Aile bireyleri dışında kimseye hesap vermezsiniz
Saatler süren apartman toplantıları, alınan kararlar, getirilen kısıtlamalar, ardı arkası gelmeyen masraflar... Apartman kültürüne aşina herkesin ortak dertleridir bu saydıklarımız. Arabanızı park edeceğiniz yerden tutun da evcil hayvan besleyip besleyemeyeceğinize kadar günlük hayatınızı direkt ilgilendiren kararları siz değil apartman yönetimi belirler. Bu kurallara her gün yenileri eklenir. Eğer şanslı azınlık içerisindeyseniz anlayışlı komşularınız olur. Ancak maalesef komşuluk eskisi gibi yaşanmadığı için komşularınızla sürekli sorunlar yaşarsınız. Oysaki tek katlı evlerde yaşayan insanlar kendi kurallarını kendi koyar. Sürekli başkalarının gürültüsü ve yemek kokuları içinde yaşamak zorunda değildir. Olması gerektiği gibi kendi yaşam tarzına uygun bir düzen kurar ve düzeni uygulaması için sadece aile bireylerini ikna etmesi yeterlidir.

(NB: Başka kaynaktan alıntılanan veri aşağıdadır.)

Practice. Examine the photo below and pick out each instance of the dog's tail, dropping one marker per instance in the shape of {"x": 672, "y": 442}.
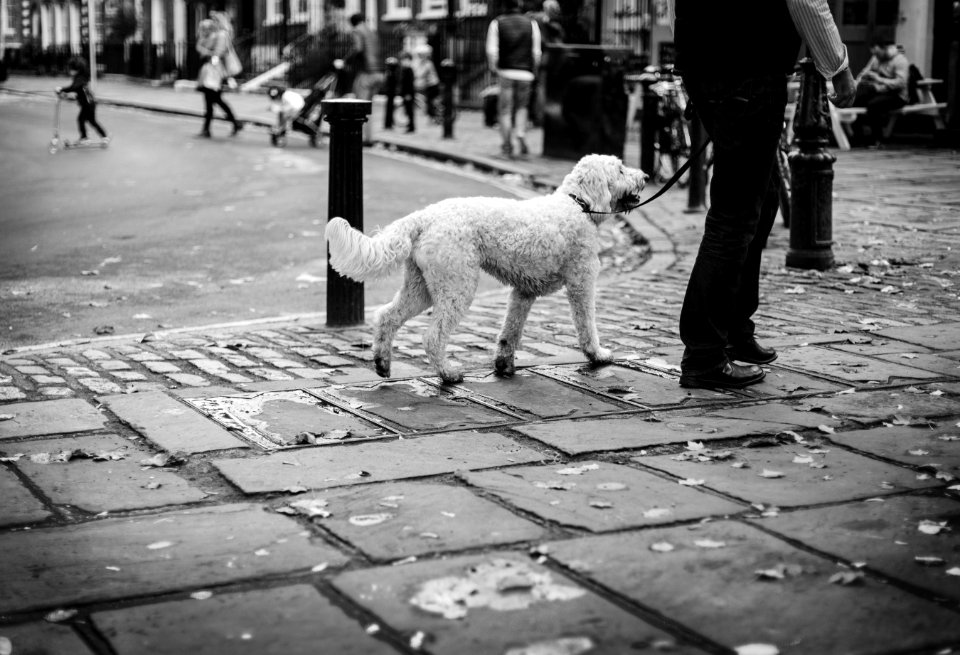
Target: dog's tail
{"x": 361, "y": 257}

Evin her bölümü gerçek bir yaşam alanı olur
Tek katlı villa yaşamının bir avantajı da eviniz geniş bir alana yayıldığı için evin içindeki kullanım alanlarının genişlemesidir. Basık tavanların insanı kasvete sürükleyen baskısını hissetmezsiniz. Tam tersi her oda bahçe manzaralıdır. Dubleks ve tripleks yapılarda 300 m²’lik bir evde oturduğunuzu düşünürken aslında sadece 100 m²’lik bir evde oturursunuz. Tek katlı bir villada eviniz kaç m² ise, gerçekten o kadardır ve merdiven, hava boşluğu gibi etkenlerden ötürü oturma alanınız daraltılmaz. Ayrıca bu odalar apartman dairelerinde olduğu gibi iç içe olmaz. Herkesin odası aynı zamanda onun yaşam alanı haline gelir. Mutfak gibi ortak kullanım alanlarında ise ferah bir ortamda ailece beraber vakit geçirmenin tadını çıkarırsınız. En önemlisi ise, böyle bir yaşam alanında yeryüzü ile gökyüzü arasında sizden başka kimse olmaz.
Sosyalleşmenin ve gerçek komşuluğun tadını çıkarırsınız
Tek katlı evlerde yaşam size sadece evin içinde değil dışarı çıktığınızda da farkını hissettirir. Günümüz şehir yaşamında tükenmiş komşuluk ilişkilerini geliştirerek, ailelerin birbirleriyle tanışmasına, sosyalleşmesine imkân tanır. Sizinle aynı şartlarda yaşayan insanlarla birlikte sıcacık kahveler eşliğinde, dost sohbetleri yapabileceğiniz ortak köy kahveleriniz, köy kütüphaneleriniz olur. Bahçenizde kendi yetiştirdiğiniz ürünleri onlarla paylaşırsınız. Hatta ortak üzüm bağları, zeytinlikleriniz bile olabilir. Ailece katılabileceğiniz piknik ve barbekü etkinlikleri ile tüm yükünüzü üzerinizden atacak eğlenceli hafta sonları geçirirsiniz. Kısaca ifade etmek gerekirse böyle bir ortamda komşuluk kaçınılmaz olur ve komşuluğun ses, gürültü ve şikayetten ibaret olmadığını hatırlar, tüm güzelliğini büyük bir keyifle yaşarsınız.